In December, I asked for suggestions for my six year old daughter’s science fair project. After getting many excellent suggestions, my daughter ended up picking her own project. I promised to blog about her project, so here goes.
The science fair project began on a snowy day in December when I took my daughter to my office when her school closed. To keep her occupied, I printed out math worksheets and let her poke around on educational websites on my laptop. During a lull in the day’s activities, I wrote an instance of the subset sum problem with four items on my chalkboard just for kicks. I drew bars with lengths equal to the item sizes and then drew a number line of length ten to serve as the capacity. She then fit three of the items along the number line to exactly fit within the capacity of ten. She had so much fun with this, that we decided to do a subset sum science fair project. Could she always find numbers that would add up to ten?

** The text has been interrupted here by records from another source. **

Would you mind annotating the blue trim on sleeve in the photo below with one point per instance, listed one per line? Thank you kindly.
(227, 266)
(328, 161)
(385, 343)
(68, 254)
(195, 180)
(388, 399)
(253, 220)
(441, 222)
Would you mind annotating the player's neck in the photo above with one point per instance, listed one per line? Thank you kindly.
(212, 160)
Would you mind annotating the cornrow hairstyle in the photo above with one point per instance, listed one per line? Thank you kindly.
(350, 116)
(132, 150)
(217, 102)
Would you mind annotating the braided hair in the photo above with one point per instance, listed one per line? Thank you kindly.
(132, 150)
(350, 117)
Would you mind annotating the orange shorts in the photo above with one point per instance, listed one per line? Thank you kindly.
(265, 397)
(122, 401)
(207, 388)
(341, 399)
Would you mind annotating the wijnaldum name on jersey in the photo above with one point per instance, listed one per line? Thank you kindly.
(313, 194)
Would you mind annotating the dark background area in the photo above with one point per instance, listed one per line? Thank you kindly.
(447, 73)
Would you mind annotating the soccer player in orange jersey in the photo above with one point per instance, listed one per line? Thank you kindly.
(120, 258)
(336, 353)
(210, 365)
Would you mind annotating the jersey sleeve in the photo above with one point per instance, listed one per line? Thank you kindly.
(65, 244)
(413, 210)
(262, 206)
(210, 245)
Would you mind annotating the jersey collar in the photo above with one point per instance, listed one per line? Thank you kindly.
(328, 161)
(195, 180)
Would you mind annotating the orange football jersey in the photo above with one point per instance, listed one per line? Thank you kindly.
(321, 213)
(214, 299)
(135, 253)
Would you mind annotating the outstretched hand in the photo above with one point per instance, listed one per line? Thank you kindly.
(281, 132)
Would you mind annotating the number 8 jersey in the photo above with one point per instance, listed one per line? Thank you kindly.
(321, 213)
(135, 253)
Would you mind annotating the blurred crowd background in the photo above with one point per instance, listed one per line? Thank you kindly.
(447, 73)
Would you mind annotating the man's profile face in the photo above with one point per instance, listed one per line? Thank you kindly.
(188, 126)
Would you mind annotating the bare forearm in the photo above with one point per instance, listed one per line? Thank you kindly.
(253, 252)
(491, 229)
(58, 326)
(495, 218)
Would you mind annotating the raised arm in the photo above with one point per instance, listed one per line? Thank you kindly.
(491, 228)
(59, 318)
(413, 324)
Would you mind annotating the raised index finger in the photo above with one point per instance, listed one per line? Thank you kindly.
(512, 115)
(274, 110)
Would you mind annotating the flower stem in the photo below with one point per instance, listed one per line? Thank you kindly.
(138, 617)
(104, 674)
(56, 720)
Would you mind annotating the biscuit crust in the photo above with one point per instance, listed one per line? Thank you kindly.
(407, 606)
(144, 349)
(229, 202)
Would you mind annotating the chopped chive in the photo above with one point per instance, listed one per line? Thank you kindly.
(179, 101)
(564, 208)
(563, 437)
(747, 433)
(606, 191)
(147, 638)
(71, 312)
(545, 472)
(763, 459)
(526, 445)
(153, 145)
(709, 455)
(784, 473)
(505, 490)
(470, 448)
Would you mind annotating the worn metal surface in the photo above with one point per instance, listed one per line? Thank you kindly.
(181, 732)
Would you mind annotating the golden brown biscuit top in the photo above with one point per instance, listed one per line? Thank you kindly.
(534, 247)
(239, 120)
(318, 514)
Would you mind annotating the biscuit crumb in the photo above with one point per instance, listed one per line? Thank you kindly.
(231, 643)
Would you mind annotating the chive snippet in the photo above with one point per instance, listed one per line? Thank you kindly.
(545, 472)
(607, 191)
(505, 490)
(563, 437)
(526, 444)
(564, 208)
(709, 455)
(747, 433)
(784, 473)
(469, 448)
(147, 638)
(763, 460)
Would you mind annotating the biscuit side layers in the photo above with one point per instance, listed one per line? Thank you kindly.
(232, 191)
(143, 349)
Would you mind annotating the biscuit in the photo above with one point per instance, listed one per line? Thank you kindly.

Her experimental setup was to randomly generate sets of five items using five six-sided dice. She considered capacities of ten and twelve. We chose these capacities since (a) her class has done a lot of math involving the number 10 recently, and (b) 30 randomly generated Excel instances gave sizes that summed to fourteen or more, so twelve seemed like a reasonable capacity that wasn’t too big.
The goal of the project was to solve the subset sum problem visually and to then turn it into an addition problem. If she couldn’t find numbers that would exactly equal ten or twelve, she would find the closest number without going over the capacity. To solve the problems visually, we cut out bars of length 1″ to 6″ using grid paper and then made two number lines of length 10″ and 12″. We stuck Velcro to the numbers to make them stick.
When we set up the experiment and ran through a test case, my daughter figured out which numbers added to ten and how to write it down as an addition problem. She immediately said “This is fun!” and the rest is history. Soon, she was able to record the results in her log herself in addition to running the experiments.
We made a bar graph of the results together (the one thing I know about early math education is to use bar graphs! hers is below) and discussed whether the hypothesis was correct. She practiced explaining the experiment to me, and it was amazing how much she had learned during the process.
When I brought her poster to school, I noticed that she was the only kid to do a project in the “Math/Computer Science” category in grades K-2, the “junior” division (Chemistry, Life Sciences, and Physics were the popular categories). They K-2 projects were not judged, but as someone with science fair judging experience, I think she did a fantastic job. Regardless, I was happy with increasing my six year old’s enthusiasm for operations research.